From its earliest beginnings in the 1840s up to its democratization as a widespread leisure pursuit, photography was swept along by a tide of artistic and entrepreneurial activity that gathered pace throughout the nineteenth century. Both as an art form and a social document, the photograph quickly took on a critical role as the primary means of visual expression in the modern age.

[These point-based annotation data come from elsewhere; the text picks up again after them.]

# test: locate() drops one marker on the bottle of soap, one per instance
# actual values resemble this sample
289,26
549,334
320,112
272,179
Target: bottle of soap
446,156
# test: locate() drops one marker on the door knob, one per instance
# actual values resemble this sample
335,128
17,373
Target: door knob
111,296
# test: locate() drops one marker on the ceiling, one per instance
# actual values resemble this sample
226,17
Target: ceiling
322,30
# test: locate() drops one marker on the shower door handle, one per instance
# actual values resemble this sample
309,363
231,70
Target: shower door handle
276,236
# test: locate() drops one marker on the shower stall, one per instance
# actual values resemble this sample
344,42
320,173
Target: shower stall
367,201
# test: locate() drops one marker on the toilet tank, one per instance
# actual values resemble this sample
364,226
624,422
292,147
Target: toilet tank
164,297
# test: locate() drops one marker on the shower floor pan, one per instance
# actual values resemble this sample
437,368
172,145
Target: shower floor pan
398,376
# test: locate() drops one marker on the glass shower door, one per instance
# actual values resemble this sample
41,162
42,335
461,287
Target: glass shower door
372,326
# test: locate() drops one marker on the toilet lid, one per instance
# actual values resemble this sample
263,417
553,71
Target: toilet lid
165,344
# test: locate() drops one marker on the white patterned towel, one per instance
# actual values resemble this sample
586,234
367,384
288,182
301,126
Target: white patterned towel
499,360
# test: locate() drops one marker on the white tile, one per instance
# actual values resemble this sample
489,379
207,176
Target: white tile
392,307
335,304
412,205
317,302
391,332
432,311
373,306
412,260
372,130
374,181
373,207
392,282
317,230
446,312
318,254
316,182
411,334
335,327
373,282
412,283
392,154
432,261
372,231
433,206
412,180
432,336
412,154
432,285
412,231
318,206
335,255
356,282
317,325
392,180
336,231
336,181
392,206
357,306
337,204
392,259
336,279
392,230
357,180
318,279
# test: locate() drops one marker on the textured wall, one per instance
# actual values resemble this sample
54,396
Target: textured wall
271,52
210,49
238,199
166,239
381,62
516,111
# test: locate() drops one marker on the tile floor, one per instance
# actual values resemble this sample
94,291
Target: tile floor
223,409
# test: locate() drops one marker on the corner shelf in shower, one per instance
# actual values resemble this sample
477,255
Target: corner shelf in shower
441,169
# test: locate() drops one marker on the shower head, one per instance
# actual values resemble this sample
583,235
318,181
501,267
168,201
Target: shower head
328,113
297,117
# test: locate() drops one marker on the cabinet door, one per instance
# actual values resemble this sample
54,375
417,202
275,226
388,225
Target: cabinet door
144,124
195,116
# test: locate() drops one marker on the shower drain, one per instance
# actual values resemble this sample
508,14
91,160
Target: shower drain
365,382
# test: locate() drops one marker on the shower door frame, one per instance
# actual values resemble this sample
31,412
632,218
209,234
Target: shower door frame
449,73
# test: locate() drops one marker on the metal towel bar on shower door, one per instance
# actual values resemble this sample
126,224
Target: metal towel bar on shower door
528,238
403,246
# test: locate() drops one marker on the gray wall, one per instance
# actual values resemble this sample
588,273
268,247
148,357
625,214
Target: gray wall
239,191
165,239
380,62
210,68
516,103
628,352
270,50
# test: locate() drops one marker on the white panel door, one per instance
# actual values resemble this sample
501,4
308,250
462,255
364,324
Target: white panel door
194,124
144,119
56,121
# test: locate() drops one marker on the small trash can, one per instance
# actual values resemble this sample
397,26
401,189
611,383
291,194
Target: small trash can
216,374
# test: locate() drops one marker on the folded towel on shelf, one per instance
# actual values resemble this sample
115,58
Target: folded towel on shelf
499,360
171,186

Points of View brings together, for the first time, a selection of images from the British Library’s unique photography collections, examining the history, diversity, and influence of the medium from its invention and early years up until the coming of the twentieth century. Beginning with the work of William Henry Fox Talbot and including some of our most celebrated photographic pioneers—Francis Frith, Felix Teynard, Samuel Bourne, and Peter Henry Emerson among them—this volume focuses on the question Who was taking the photograph and why? Ultimately the answer is found in the rise of mass market interest, the increasing role of technology, and the emergence of this thrilling new discipline amid rapid scientific, social, and industrial progress.
About the Author
John Falconer is head of visual materials and curator of photography at the British Library. He has curated a number of exhibitions in this field and he is most recently the author of India: Pioneering Photographers, 1850–1900.Louise Hilde is a social and cultural historian. She is a lecturer at Birkbeck College, University of London.